The Black Prince: Part II
time and time again. Part of her couldn’t help but wonder: had he sensed some evil in her all along? Had she proved him right?
    “Isla,” Tristan said, “you are the most generous, loving woman whom I could ever hope to meet. When I’m with you I feel, sometimes…almost human again.”
    Reaching up, she slid her fingers through her husband’s hair.
    And then she kissed him.



SIX
    W hen Hart was a child, he contracted water elf disease.
    It was a terrible bout, and he’d almost died. Water elf disease was, for the most part, a disease of children. And not, for most of them, serious. Only about one in twenty children died. For those adults unfortunate enough not to have contracted the disease as children, the mortality rate was much higher. Water elf disease produced a gruesome end: convulsions and swelling of the brain that eventually subsided into paralysis. The patient appeared dead long before he actually was.
    First, he’d watched one of the grooms die.
    The man, who wasn’t old, had been fine. Just a runny nose, common enough for spring in the Highlands. But then he’d developed a headache. Simple enough, and not frightening. But which, despite his being given willow bark to chew, had only grown worse. Soon he was stumbling about the stable yard, screaming at things that weren’t there and claiming that he smelled rotted meat. At first there had been some concern that he’d contracted the water-fearing sickness, but there were no visible bite marks. Nor had he reported, to any of his associates, being bitten.
    Still, Hart had been kept away by their old nurse. He’d watched fearfully from behind the fence as the man began to shake violently and then pitched forward face-down into the mud. By the time anyone had dared approach him, he was dead.
    Water elf disease
, came the whispers. He hadn’t, as it turned out, been bitten; his body was examined, revealing nothing but the vestiges of a rash. His things had been burned, for fear of contagion.
    Hart had watched that, too.
    And then, despite having never touched the man, he’d gotten sick.
    That was the really terrifying thing about the disease: a man passed it most easily before he even knew himself to be sick. Hart had developed a runny nose, too. And then a sore throat made worse by a deep, hacking cough. His neck had swelled. His eyes had watered. And then the rash had appeared. He’d been nauseous, and then weak, and then delirious.
    His nurse had feared that, if he did recover, he’d be deaf.
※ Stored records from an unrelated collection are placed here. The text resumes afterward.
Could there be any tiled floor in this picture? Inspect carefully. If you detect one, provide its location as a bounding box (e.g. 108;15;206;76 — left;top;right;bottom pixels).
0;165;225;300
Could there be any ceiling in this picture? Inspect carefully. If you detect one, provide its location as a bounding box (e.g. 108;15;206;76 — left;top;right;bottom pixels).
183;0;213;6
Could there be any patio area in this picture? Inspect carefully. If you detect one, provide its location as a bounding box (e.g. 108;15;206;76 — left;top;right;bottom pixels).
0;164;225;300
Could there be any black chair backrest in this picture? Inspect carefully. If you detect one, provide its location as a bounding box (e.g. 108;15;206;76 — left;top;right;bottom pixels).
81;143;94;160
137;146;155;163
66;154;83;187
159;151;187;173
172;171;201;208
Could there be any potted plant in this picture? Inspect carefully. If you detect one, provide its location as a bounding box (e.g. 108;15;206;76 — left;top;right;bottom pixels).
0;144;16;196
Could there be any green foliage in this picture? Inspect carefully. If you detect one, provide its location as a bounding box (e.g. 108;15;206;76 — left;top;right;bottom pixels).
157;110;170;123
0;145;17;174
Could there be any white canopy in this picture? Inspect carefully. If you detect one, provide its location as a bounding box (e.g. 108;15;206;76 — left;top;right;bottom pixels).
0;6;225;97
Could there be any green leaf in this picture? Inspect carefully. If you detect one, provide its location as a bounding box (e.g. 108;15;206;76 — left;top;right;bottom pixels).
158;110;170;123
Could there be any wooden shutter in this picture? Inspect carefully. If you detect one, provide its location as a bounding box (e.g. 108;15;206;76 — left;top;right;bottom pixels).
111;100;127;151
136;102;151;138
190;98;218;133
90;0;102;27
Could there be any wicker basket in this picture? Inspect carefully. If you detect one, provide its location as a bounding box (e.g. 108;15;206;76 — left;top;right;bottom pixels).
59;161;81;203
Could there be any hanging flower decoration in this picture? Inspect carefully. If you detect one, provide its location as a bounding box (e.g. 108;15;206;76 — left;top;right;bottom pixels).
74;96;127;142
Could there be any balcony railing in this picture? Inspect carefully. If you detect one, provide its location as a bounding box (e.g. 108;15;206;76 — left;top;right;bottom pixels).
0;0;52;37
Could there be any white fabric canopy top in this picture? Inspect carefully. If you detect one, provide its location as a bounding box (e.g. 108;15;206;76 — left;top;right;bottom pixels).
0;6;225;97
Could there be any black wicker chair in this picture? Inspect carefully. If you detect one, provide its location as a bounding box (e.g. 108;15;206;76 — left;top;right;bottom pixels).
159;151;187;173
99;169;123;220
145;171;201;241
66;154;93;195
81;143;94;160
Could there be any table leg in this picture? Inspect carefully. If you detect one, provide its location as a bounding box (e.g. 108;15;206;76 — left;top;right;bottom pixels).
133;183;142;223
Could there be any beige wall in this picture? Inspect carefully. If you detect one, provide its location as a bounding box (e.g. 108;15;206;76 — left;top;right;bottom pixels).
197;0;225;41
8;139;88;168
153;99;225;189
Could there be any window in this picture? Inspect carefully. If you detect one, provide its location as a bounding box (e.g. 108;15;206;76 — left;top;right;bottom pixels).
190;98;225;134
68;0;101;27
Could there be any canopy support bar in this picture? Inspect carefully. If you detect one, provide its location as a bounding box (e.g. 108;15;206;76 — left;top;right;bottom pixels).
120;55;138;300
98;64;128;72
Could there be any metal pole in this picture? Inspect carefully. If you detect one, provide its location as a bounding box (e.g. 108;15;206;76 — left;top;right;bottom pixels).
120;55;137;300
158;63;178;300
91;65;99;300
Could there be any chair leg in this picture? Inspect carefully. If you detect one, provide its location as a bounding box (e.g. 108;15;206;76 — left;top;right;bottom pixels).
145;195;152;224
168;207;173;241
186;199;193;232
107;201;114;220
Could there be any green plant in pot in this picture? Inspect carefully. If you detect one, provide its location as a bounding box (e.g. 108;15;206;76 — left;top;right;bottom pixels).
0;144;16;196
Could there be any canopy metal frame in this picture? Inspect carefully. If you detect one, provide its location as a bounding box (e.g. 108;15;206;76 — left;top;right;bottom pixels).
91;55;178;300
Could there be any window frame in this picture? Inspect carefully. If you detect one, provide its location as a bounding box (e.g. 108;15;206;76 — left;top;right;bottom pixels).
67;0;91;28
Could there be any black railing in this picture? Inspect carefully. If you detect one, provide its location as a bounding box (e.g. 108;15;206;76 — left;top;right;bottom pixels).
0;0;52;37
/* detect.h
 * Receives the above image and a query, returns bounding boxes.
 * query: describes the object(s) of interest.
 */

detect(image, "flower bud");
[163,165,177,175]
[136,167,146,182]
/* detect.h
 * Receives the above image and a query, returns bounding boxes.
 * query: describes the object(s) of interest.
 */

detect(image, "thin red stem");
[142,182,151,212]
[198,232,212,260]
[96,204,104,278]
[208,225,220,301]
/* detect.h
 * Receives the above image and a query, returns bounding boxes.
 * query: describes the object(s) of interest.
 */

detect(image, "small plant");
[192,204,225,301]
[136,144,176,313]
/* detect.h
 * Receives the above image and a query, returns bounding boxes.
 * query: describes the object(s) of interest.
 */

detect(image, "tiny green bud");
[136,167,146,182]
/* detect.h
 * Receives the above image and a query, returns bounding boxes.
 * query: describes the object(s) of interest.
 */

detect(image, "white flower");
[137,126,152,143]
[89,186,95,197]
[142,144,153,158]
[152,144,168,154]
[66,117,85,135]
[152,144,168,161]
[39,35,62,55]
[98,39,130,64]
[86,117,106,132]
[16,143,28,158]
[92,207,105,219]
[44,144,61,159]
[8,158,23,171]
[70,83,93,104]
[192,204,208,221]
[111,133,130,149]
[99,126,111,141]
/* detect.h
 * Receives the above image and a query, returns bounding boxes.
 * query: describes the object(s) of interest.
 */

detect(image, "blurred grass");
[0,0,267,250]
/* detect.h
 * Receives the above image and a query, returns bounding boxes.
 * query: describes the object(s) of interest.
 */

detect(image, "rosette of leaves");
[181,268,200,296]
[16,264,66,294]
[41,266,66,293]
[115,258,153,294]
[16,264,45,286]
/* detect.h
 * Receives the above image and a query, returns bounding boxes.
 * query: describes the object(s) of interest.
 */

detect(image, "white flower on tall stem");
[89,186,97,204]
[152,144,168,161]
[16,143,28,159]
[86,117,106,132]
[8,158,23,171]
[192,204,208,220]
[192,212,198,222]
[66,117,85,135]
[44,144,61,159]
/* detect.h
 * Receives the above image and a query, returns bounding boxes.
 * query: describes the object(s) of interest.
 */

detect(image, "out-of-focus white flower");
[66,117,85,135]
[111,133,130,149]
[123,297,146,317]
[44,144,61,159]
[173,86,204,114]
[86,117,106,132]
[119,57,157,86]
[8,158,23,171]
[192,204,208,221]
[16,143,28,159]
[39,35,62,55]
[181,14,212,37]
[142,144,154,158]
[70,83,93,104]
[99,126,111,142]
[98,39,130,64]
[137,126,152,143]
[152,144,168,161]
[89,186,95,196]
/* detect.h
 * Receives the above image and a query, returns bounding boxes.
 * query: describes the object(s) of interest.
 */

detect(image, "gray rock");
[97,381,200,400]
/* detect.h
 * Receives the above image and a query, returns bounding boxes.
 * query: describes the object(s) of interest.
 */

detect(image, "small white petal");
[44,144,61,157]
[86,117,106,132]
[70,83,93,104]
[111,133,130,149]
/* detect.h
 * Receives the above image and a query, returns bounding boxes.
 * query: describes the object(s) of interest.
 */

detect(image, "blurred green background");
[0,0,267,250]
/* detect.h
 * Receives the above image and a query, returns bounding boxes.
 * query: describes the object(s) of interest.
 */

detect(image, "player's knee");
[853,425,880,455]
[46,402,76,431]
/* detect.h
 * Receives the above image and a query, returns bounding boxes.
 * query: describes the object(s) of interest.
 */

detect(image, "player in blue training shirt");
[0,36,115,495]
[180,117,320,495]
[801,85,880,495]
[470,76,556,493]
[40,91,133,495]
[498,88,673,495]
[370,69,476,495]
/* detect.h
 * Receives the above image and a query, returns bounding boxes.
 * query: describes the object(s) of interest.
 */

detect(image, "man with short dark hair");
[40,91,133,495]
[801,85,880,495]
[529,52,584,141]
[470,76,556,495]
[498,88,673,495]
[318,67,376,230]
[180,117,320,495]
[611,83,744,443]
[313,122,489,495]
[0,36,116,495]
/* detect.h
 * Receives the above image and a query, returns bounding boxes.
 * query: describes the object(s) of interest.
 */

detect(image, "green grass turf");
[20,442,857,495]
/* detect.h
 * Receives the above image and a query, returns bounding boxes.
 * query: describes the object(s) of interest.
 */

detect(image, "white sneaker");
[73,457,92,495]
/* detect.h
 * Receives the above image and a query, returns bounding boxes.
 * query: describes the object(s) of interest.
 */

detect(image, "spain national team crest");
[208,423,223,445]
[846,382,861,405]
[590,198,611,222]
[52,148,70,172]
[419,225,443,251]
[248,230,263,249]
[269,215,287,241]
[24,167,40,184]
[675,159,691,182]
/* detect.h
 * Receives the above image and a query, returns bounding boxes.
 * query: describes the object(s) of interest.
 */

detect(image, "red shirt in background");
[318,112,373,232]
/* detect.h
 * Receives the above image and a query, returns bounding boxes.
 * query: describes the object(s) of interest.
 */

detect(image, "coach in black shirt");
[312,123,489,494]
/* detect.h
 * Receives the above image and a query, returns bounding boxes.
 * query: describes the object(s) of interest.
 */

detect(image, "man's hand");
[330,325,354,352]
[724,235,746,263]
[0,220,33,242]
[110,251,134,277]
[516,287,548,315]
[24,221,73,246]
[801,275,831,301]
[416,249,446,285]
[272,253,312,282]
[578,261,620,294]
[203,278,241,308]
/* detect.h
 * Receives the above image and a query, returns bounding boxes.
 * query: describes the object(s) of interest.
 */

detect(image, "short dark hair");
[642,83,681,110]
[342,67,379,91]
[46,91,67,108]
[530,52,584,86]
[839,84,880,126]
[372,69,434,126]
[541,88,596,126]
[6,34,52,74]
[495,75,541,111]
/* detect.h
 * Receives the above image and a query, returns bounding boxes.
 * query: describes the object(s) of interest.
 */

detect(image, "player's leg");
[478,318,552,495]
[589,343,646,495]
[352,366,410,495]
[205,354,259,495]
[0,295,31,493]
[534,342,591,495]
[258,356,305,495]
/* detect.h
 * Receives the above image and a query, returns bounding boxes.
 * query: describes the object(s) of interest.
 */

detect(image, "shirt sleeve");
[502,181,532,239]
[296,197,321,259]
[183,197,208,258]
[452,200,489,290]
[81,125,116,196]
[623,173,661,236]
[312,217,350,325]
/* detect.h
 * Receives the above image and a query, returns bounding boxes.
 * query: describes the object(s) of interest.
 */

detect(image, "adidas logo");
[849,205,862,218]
Or demented. About a quarter of the children who did recover suffered some sort of lasting defect. From the high fever, it was believed. Such raging fires could leave even a grown man, hale and hearty, a shadow of his former self.
    But Hart had recovered, his faculties intact. His things had been burned just the same and he’d watched the servants loading that bier, too, rags wrapped around their faces. Like a burial, he remembered thinking. His bedding. His toys. Anything that could be taken, had been.
    He’d been upset, of course, but he’d tried to face the loss stoically. His little sister was still little more than a baby, and babies rarely survived. But she’d toddled over to him, her feet hidden in the bottom of that stupid sack she’d worn, that all babies seemed to wear, and stood next to him. She hadn’t said a word; she couldn’t speak yet. But after a minute, she’d reached up and grasped a single finger in her chubby hand. And that had been the true beginning of their friendship.
    Knowing Isla had given him a deep respect for women. For what they suffered, and for how unfair their lives sometimes were. Isla was just as smart as any man—smarter than most men, in truth—but she was limited by, not her actual sex but the perception of it. As though women were meant to be weak and those women who weren’t, rather than suggesting that a culture’s shared belief about the nature of womanhood might be wrong, were rejected as pariahs.